Custom instrumentation
Once we have automatic instrumentation, we have a solid foundation for making an investment in custom instrumentation specific to our business logic. We can attach fields and rich values, such as user IDs, brands, platforms, errors, and more to the auto-instrumented spans inside our code. These annotations make it easier in the future to understand what’s happening at each layer.
By adding custom spans within our application for particularly expensive, time-consuming steps internal to our process, we can go beyond the automatically instrumented spans for outbound calls to dependencies and get visibility into all areas of our code. This type of custom instrumentation is what will help you practice observability-driven development, where we create instrumentation alongside new features in our code so that we can verify it operates as we expect in production in real time as it is being released.
Adding custom instrumentation to our code helps us work proactively to make future problems easier to debug by providing full context - that includes business logic - around a particular code execution path.
Exporting telemetry data to a backend system
After creating telemetry data by using the preceding methods, we’ll want to send it somewhere. OTel supports two primary methods for exporting data from our process to an analysis backend, we can proxy it through the openTelemetry collector or we can export it directly from our process to the backend.
Exporting directly from our process requires us to import, depend on and instantiate one or more exporters. Exporters are libraries that translate OTel’s in-memory span and metric objects into the appropriate format for various telemetry analysis tools.
Exporters are instantiated once, on program start-up, usually in the main function.
Typically, we’ll need to emit telemetry to only one specific backend. However, OTel allows us to arbitrarily instantiate and configure many exporters, allowing our system to emit the same telemetry to more than one telemetry sink at the same time.
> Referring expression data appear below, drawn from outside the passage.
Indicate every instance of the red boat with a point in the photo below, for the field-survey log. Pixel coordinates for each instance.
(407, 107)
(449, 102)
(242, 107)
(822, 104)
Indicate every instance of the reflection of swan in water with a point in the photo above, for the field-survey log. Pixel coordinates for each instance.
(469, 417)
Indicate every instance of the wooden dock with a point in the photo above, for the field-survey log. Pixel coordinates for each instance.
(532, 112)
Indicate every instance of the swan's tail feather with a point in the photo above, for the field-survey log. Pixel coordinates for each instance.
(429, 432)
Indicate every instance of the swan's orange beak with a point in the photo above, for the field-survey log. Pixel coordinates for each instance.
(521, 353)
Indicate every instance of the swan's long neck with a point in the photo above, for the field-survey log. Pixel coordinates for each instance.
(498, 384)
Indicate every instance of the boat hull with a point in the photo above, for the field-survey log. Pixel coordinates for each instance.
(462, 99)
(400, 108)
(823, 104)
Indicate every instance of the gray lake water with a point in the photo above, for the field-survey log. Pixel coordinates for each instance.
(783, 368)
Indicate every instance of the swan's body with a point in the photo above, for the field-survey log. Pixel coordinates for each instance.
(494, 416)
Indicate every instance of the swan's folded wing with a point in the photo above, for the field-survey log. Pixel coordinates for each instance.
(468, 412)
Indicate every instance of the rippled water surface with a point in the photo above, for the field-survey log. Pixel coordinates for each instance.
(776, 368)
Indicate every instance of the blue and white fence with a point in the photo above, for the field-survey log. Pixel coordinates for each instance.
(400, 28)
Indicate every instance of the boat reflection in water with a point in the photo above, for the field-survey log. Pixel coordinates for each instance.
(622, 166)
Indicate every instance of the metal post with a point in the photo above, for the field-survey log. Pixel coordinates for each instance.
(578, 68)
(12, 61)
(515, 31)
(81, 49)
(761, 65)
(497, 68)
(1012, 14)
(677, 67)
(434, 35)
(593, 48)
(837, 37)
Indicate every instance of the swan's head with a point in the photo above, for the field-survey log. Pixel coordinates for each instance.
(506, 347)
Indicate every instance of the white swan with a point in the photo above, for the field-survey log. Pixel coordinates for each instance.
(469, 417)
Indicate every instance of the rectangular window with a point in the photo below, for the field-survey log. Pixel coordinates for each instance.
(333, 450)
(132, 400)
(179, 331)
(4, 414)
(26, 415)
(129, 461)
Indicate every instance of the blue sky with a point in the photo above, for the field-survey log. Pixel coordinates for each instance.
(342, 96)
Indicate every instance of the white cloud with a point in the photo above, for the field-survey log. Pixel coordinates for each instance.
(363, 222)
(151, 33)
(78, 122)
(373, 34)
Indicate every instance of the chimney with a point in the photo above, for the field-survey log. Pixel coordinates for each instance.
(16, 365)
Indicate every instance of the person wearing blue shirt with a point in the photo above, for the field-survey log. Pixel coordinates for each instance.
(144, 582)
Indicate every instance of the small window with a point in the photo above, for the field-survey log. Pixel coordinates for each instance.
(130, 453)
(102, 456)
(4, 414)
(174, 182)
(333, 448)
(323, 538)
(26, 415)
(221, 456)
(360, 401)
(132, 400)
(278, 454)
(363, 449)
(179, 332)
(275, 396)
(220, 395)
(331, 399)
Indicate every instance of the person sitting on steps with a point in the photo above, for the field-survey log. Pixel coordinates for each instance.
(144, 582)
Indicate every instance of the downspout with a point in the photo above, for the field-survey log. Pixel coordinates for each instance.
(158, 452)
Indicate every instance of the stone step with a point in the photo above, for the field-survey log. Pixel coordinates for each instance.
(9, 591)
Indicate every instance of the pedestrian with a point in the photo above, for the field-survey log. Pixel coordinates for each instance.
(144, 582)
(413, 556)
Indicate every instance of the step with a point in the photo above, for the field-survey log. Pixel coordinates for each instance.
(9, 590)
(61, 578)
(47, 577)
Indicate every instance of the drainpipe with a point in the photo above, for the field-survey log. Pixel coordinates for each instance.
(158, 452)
One possible use case for exporting to multiple telemetry sinks might be to ensure uninterrupted access to our current production observability tool, while using the same telemetry data to test the capabilities of a different observability tool we’re evaluating.
Conclusion
Monitoring is best suited to evaluate the health of your systems. Observability is best suited to evaluate the health of your software.
OTel is an open source standard that enables you to send telemetry data to any number of backend data stores you choose. OTel is a new vendor-neutral approach to ensure that you can instrument your application to emit telemetry data regardless of which observability system you choose.